Early in the history
of this blog, this writer provided a reason or set of reasons for the existence
of this blog; that is, the state of civic life in this country is deficient and
one area with which to address this less than optimal state is civics
education. Since then, one can
justifiably ask: have those conditions
been rectified?
Currently,
this blog is providing more recent evidence of how civic the citizenry is
today. Leading up to this posting, the
blog has looked at levels of knowledge of government and politics, levels of
political engagement, levels of skills in that engagement, and levels of
civility. Unfortunately, the same
overall evaluation can still be made; as a matter of fact, things have gotten
worse.
In
this posting, this update will come to an end.
There is one more area of concern this whole issue of good citizenry
should address: levels of law abiding
behavior or, stated negatively, levels of criminality. A responsible civics program should
reasonably instruct students to be law-abiding citizens, or so common sense
would indicate. A general axiom guiding such instruction should be: a citizen should obey the law.
After
all, one chief constitutional principle in the US is justice under the rule of
law. Also, within this approach there
should be the effort to encourage a disposition toward obeying the law. Yes, one should engage in determining what
laws should be passed by the nation’s legislatures – from Congress to the city
council – but, once passed, the laws should be obeyed.
One
can cite instances when it is good and just to engage in civil disobedience on
rare occasions, but even then, such acts need to be justified and the
participants willing to accept the consequences of those acts, including jail
time. Of course, the history of the
civil rights movement and perhaps the protests of the Vietnam War come to mind
when one considers justified civil disobedience, at least in the minds of many
who favored those movements. But other
than those kinds of examples, one should obey the law.
Under
normal conditions, why anyone would disobey the law can be complicated. Reasons can range from the level of severity
of the offense (e. g., speeding on an expressway might not be considered
criminal behavior) to the economic realities in which an offender might find
him/herself. Regardless of these
intervening factors, the general principle should be: obey the law.
But
with any kind of factor one might think acceptable, one should remember that
these conditions generally exist everywhere.
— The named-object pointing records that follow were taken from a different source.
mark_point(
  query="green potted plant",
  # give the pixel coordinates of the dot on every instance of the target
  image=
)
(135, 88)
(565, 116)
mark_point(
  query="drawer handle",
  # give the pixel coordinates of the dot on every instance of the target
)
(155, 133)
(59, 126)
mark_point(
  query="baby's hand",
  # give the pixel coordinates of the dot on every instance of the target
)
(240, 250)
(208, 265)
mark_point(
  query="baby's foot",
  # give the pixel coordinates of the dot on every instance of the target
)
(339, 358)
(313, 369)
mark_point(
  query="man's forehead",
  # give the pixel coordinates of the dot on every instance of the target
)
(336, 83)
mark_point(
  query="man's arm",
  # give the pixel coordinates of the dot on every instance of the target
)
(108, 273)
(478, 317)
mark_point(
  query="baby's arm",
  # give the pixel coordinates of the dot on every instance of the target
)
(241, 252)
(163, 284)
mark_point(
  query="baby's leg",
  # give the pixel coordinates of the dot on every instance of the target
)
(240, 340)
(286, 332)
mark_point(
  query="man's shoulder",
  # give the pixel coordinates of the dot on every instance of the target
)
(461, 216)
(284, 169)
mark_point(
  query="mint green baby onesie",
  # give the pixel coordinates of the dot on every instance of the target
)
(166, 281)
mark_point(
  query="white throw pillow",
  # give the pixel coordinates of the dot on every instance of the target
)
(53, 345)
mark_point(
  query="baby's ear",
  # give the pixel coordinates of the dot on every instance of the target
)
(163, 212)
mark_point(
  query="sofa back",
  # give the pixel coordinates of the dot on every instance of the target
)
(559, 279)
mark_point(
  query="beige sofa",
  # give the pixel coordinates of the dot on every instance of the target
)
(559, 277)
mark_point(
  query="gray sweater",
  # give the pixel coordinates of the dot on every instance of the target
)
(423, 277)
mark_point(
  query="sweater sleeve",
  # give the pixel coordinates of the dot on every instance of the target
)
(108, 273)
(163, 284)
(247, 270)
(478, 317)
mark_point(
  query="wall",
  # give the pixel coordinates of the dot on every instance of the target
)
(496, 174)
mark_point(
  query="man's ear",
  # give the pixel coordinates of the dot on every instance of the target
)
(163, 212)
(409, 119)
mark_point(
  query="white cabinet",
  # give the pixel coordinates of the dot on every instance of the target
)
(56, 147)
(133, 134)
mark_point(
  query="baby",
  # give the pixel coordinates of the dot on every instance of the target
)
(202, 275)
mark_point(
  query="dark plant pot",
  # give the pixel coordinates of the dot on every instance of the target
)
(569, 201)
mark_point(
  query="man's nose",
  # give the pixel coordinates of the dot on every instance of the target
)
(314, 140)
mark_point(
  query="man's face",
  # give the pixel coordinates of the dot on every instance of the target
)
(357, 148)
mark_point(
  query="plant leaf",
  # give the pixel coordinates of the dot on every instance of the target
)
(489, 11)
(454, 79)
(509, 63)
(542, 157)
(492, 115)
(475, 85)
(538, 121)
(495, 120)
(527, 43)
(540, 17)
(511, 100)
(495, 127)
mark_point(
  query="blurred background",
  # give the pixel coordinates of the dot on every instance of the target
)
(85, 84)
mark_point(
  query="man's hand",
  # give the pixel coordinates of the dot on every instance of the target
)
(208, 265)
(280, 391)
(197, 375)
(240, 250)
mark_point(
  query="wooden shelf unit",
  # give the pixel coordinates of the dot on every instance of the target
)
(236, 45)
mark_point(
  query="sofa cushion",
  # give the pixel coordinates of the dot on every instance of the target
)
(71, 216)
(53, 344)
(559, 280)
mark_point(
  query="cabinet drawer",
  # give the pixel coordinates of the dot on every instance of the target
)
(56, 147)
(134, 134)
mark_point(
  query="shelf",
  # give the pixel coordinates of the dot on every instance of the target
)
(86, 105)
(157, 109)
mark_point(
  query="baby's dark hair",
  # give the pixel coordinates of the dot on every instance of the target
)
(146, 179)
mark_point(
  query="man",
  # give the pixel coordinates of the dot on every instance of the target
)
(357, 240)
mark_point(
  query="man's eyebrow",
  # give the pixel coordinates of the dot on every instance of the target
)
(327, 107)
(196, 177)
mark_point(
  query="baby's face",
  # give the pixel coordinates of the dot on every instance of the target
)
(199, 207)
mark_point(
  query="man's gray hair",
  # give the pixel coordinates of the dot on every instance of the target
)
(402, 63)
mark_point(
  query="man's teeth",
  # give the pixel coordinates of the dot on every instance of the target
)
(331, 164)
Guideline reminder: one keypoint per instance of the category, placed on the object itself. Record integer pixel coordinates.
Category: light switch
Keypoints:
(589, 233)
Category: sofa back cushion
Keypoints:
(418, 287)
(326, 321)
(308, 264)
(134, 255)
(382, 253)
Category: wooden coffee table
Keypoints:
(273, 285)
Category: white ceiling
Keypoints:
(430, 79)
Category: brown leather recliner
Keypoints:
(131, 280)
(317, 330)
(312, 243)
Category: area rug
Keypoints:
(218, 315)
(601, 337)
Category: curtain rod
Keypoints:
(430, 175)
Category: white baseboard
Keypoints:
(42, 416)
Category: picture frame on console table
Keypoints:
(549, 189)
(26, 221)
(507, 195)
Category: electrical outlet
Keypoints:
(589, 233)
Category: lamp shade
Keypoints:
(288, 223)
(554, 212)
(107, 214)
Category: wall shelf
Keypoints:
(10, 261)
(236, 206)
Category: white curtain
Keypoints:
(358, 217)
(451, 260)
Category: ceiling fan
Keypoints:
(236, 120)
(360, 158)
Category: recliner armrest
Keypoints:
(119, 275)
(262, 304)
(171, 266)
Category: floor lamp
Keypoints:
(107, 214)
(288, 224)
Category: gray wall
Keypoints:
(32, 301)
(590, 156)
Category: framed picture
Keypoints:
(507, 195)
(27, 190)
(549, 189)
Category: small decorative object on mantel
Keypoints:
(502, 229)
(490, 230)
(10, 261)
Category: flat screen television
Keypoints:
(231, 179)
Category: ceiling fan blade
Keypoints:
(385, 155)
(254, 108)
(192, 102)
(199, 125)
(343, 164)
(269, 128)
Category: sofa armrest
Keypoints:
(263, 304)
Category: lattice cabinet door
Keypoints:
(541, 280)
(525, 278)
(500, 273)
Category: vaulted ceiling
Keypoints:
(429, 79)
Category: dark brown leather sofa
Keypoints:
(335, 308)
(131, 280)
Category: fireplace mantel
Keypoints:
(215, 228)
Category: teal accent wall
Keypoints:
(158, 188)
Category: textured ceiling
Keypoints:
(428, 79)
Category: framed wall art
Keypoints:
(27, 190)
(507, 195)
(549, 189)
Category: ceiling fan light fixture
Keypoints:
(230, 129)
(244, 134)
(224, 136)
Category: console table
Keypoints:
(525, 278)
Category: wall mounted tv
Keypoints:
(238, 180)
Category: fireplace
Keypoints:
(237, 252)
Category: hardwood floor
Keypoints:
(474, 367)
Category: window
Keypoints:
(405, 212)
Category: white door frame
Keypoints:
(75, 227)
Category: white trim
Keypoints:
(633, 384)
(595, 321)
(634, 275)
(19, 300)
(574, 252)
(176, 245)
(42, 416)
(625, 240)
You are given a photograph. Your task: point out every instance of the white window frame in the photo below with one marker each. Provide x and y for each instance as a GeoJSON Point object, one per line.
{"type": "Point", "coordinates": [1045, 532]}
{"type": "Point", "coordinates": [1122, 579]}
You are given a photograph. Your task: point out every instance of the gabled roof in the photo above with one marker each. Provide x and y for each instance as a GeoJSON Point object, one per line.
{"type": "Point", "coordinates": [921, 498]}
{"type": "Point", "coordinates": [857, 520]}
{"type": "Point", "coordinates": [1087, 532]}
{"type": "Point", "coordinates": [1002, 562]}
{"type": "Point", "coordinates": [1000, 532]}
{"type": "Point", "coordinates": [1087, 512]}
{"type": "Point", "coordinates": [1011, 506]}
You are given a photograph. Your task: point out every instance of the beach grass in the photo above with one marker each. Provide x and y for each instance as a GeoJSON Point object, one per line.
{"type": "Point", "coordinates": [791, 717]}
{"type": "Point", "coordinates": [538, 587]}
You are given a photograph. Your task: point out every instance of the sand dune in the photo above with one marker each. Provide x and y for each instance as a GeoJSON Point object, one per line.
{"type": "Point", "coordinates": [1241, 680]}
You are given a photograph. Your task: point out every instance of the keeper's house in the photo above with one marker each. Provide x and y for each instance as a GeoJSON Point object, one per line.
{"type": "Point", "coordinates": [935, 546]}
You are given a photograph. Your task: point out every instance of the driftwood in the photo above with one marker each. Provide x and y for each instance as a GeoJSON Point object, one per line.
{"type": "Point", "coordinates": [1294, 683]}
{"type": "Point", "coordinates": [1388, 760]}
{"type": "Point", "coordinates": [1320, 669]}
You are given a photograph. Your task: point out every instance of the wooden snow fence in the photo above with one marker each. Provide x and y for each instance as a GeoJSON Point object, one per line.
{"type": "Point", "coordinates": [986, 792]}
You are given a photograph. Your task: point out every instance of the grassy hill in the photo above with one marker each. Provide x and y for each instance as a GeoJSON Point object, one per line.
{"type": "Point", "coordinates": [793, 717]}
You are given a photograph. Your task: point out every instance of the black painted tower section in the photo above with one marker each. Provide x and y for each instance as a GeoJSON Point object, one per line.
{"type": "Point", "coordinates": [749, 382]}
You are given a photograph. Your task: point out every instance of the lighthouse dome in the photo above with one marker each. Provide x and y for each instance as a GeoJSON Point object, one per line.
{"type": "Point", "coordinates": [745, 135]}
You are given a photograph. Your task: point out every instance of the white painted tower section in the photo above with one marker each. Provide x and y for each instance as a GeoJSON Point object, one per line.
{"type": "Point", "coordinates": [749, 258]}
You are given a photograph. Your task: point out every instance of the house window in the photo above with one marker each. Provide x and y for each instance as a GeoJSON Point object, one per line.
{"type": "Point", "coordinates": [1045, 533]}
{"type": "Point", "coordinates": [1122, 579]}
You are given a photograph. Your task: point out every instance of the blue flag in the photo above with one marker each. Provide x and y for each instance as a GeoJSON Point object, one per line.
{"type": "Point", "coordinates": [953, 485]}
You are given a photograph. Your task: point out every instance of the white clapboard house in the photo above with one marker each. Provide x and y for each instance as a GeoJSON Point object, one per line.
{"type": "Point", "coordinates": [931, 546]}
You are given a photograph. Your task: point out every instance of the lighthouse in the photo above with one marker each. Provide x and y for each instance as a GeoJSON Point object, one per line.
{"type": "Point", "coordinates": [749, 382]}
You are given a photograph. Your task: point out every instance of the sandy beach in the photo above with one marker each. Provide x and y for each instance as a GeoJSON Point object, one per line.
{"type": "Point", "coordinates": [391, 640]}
Poverty in many places much more extreme than here, exists
everywhere. Mental illness exists
everywhere. Dysfunctional families exist
everywhere, and so on ...
Therefore,
if we look at comparative statistics about lawlessness among countries, the
information should give us at least a sense of how well this nation’s populous
lives by the axiom: one should obey the
law. In turn, the information should
also give us another measure of how well civics education is fulfilling its
aims and functions.
To
start, the US has over 7.3 million people in its prisons. With 5% of the world's population, it has 25%
of the world's prison population.[1] Comparing the US to another nation which
shares many of the same values, the United Kingdom has 150 out of 100,000
people in prison. The US has 686 out of
100,000 people detained.[2]
While
many factors contribute to any comparison, such as a government's ability to
prosecute its laws or over prosecution and punishment for minor crimes – e. g.,
drug related prosecution – the US does not fare well in comparisons regarding
criminality.
But
one might point out, as the media has done recently, that a lot of this
incarceration in the US is the result of over-zealous laws concerning
drugs. And one good bit of information
on this front is a lowering crime rate in more recent years. For example, the rate of victims per 1,000
population has dropped in the US from 51.7 in 1979 to 15 in 2010.[3] Yet before we celebrate, there are other
relevant numbers.
Another
statistical site offers the following:
total number of persons brought into formal contact with the police
and/or criminal justice system, for all crimes in 2011 (top ten nations)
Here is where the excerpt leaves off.